Permasalahannya bukan masalah bahasa Vickynisasi itu benar atau salah, nona
dunia itu patut ditolak atau tidak, atau tentang siapa paling bersalah dalam
kecelakaan tersebut, bukan itu yang menjadi masalah besar. Namun apa sebenarnya
yang membuat kita tergopoh-gopoh untuk turut serta dalam kehebohan tanpa
memiliki pemahaman utuh. Ibarat orang baru belajar mengaji, ia akan sering
sekali untuk menyuarakan apa yang ia kaji. Seperti euforia seorang aktivis yang
akan bersemangat , berorasi , tentang apa yang baru didapatnya.
Reaksioner. Latah. Memiliki definisi sebagai sebuah peniruan
spontan yang muncul karena keterkejutan. Secara medis, latah memiliki dimensi gangguan fungsi pusat syaraf, psi-kologis, dan
sosial. Ada empat macam latah yang bisa dilihat berdasarkan gejala-gejala
tersebut, yaitu ekolalia (mengulangi perkataan orang lain), ekopraksia (meniru
gerakan orang lain), koprolalia (mengucapkan kata-kata yang dianggap
tabu/kotor), automatic obedience (melaksanakan perintah secara spontan pada
saat terkejut). Berdasarkan fakta yang ada, gangguan latah biasanya tumbuh
dalam masyarakat terbelakang yang menerapkan budaya otoriter.
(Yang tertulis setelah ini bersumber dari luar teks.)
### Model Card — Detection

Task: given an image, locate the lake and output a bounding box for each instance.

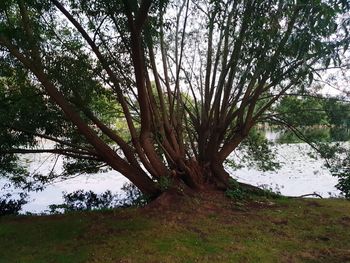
[0,142,340,213]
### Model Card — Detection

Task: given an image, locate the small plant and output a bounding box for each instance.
[225,178,247,200]
[49,183,149,214]
[119,183,149,207]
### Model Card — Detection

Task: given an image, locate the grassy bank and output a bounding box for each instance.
[0,193,350,263]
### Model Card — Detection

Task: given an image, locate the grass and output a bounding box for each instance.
[0,193,350,263]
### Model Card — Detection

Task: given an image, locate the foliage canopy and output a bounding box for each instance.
[0,0,350,196]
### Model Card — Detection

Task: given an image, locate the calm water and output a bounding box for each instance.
[0,141,339,213]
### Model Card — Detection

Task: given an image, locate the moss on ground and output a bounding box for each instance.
[0,192,350,263]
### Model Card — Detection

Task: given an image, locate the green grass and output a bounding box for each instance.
[0,194,350,263]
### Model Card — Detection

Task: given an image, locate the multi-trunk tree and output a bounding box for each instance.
[0,0,350,196]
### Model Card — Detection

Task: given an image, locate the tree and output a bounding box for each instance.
[0,0,350,197]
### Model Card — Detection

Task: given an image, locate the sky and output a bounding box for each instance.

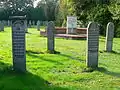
[34,0,41,7]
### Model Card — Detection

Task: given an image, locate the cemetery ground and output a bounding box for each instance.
[0,27,120,90]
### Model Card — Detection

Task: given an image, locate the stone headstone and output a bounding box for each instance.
[24,20,28,33]
[32,21,35,26]
[37,20,40,31]
[0,21,4,31]
[10,16,26,72]
[7,20,11,26]
[86,22,99,68]
[29,20,32,27]
[47,21,55,52]
[67,16,77,34]
[105,22,114,52]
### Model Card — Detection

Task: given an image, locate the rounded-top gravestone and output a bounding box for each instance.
[105,22,114,52]
[86,22,99,68]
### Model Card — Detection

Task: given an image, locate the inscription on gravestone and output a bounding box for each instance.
[11,16,26,72]
[47,21,55,52]
[86,23,99,68]
[105,22,114,52]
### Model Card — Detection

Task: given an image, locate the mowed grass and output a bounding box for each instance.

Hasil kajian yang
dilakukan, mereka bersependapat untuk mengkelaskan latah sebagai satu sindrom
budaya masyarakat setempat.
Latah
sebagai sebuah budaya. Ya, jangan –jangan kita saat ini ada di era mudah latah.
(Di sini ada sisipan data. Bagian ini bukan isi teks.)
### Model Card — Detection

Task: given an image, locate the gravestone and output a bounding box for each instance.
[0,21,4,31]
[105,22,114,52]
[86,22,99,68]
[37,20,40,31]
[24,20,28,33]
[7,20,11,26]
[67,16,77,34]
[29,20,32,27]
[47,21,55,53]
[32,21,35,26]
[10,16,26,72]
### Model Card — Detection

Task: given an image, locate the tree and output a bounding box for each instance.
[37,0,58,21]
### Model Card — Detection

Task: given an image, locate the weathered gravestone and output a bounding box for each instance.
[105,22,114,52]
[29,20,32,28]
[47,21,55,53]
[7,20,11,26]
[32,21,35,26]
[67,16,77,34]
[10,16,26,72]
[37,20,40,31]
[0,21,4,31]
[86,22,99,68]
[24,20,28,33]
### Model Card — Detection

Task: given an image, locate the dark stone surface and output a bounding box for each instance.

Semakin derasnya informasi membuat kita mudah terkejut. Bangun pagi, melihat
berita kecelakaan anak artis kita terkejut, melihat berita perang kita
terkejut. Apalagi ketika arus informasi ini tidak diimbangi oleh nalar untuk
melakukan verifikasi. Lagi-lagi urusannya dengan media literasi alias melek
media. Smartphone yang tidak
digunakan dengan smart. Asal broadcast sana-sini, boro-boro mengecek
kebenaran berita, asal heboh dan “sepertinya” benar, maka kita ingin menjadi
bagian untuk menyebarkannya. Kecepatan mengalahkan keakuratan. Keterkejutan
mengalahkan akal sehat. Teringat sebuah pesan kearifan dalam budaya luhur orang
jawa : Ojo dumeh, Ojo gumunan , Ojo
kagetan. Mungkin kita perlu belajar untuk itu, minimal untuk tidak kagetan.